Using threading to slice an array into chunks and perform calculation on each chunk and reassemble the returned arrays into one array

Question

I have a big python array that I would like to break into chunks and then perform a calculation on the chunks and then "reassembly" into one array. Below is what I have so far I'm just starting to learn threading in general and threading with Python.

def performCalc(binaryArray):

    # perform some operation
    rArray = blah * binaryArray
    return rArray

def main(argv):
    numberOfThreads = 5
    str(len(grey_arr) # 100,000 elements
    greyScaleChunks = np.array_split(grey_arr, numberOfThreads)
    for i in range(numberOfThreads):
        t = Thread(target=performCalc, args=(greyScaleChunks[i],))
        t.start()

    # take all the return values and later create one big array to be resized into matrix.

The ordering of the chunks is important and I have to maintain that.

Threading is the wrong approach here.
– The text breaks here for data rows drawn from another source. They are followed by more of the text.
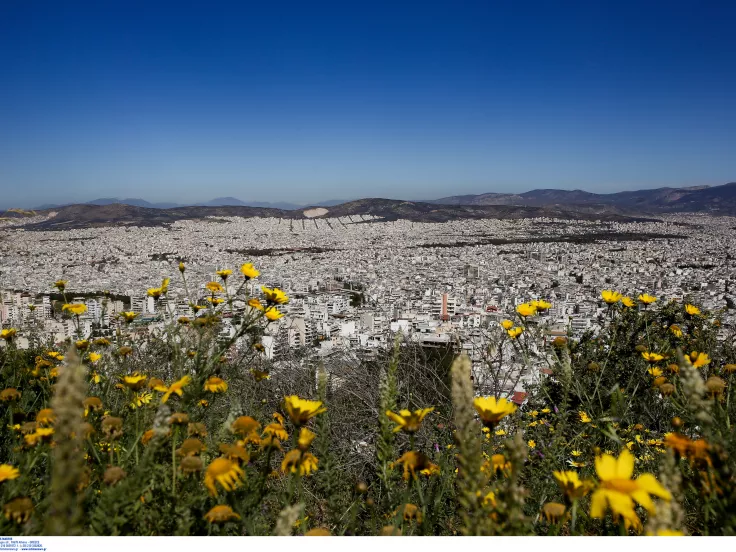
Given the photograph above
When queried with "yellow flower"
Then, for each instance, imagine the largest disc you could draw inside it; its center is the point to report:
(618, 491)
(492, 411)
(176, 387)
(655, 372)
(135, 381)
(224, 472)
(46, 416)
(221, 514)
(215, 385)
(652, 357)
(128, 316)
(41, 433)
(274, 295)
(408, 512)
(8, 472)
(255, 304)
(499, 463)
(10, 394)
(277, 430)
(318, 532)
(91, 403)
(571, 485)
(699, 359)
(140, 399)
(409, 422)
(214, 287)
(610, 296)
(514, 332)
(273, 313)
(302, 410)
(249, 271)
(75, 308)
(526, 309)
(627, 302)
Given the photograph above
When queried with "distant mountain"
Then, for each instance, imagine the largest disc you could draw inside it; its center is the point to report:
(715, 199)
(233, 201)
(132, 201)
(118, 214)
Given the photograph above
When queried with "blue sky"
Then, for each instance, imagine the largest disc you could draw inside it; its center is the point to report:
(308, 101)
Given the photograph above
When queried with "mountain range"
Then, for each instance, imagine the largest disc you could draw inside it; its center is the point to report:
(217, 202)
(549, 203)
(711, 199)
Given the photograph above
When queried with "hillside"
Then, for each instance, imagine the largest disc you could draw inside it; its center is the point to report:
(715, 199)
(86, 215)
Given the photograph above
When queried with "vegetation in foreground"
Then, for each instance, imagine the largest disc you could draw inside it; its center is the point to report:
(179, 433)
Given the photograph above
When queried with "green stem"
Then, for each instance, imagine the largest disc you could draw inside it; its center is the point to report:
(173, 461)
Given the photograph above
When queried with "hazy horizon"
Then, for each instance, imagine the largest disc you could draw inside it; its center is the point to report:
(305, 103)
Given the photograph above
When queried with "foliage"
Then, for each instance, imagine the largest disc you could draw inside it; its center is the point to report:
(185, 431)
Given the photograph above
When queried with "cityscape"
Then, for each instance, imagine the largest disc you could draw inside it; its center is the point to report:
(438, 284)
(369, 270)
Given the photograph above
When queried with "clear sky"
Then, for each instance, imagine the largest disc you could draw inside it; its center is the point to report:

The time your program spends doing context switches is time it could spend actually computing; only one thread can run at a time. You want the `multiprocessing` module to spread your computation across multiple *processes*, which can be executed in parallel on multiple processors/cores. — chepner, Mar 19 '18 at 16:50
@chepner This looks like he’s using numpy arrays. If so, the vast majority of his CPU time will be spent inside numpy, with the GIL unlocked, so threading works fine. — abarnert, Mar 19 '18 at 16:59
It may be simpler to use the `ThreadPoolExecutor` from `concurrent.futures`. You don't actually _need_ a thread pool here, because you have one thread per task, but it still makes it easy to distribute the jobs and gather the results in order, which is exactly the part you're having trouble with. — abarnert, Mar 19 '18 at 17:04
@chepner Also, the actual context switching is going to be identical for 5 threads vs. 5 processes. 5 processes fighting over 4 cores will do just as badly as 5 threads, while 5 processes using 8 cores will parallelize just as ideally as 5 threads. — abarnert, Mar 19 '18 at 17:06
I thought threads were restricted to a single process, so all 5 threads would be restricted to a single core, regardless of how many are available? — chepner, Mar 19 '18 at 17:11
@chepner Yes, threads are restricted to a single process, but every modern OS handles multithreading within processes, so threads are not restricted to a single core. In CPython, if you're doing significant CPU work in Python itself, you need to hold the GIL (Global Interpreter Lock) while doing each step, which means at any moment all but one of your threads are waiting to acquire that GIL, so you end up with almost no parallelism (and an added cost from those lock operations)—but if you're doing work inside a C extension that releases the GIL for long periods of time, that's not an issue. — abarnert, Mar 19 '18 at 17:21

abarnert · Answer 1 · 2018-03-19T17:41:06.483

If you want to solve it with explicit Thread objects, and you want to get the results of the thread functions, you need to hold onto those Thread objects so you can later join them and pull out their results. Like this:

ts = []
for i in range(numberOfThreads):
    t = Thread(target=performCalc, args=(greyScaleChunks[i],))
    ts.append(t)
    t.start()
for t in ts:
    t.join()
# When you get here, all threads have finished

Also, the default implementation of Thread.run just calls your target and throws away the result. So you need to store the return value somewhere the main thread can access. Many numpy programs do this by passing in a pre-allocated array to each thread, so they can fill them in, and that isn't too huge a change to your design, but it's not the way you're headed. You can of course pass in any other mutable object to mutate. Or set a global variable, etc. But you've designed this around returning a value, and that's a nice way to think about things, so let's stick with that. The easiest way to make that work is to subclass Thread:

class ReturningThread(threading.Thread):
    def run(self):
        try:
            if self._target:
                self._result = self._target(*self._args, **self._kwargs)
        finally:
            del self._target, self._args, self._kwargs

    def join(self):
        super().join()
        return self._result

This is untested code, but it should work. (I've done similar things in real code, but more complicated, to allow join to handle timeouts properly; here I kept it dead simple, just adding a _result = in the run method and returning it in join.)

So:

ts = []
for i in range(numberOfThreads):
    t = ReturningThread(target=performCalc, args=(greyScaleChunks[i],))
    ts.append(t)
    t.start()
results = []
for t in ts:
    results.append(t.join())

And now you have a list of arrays that you can stack together.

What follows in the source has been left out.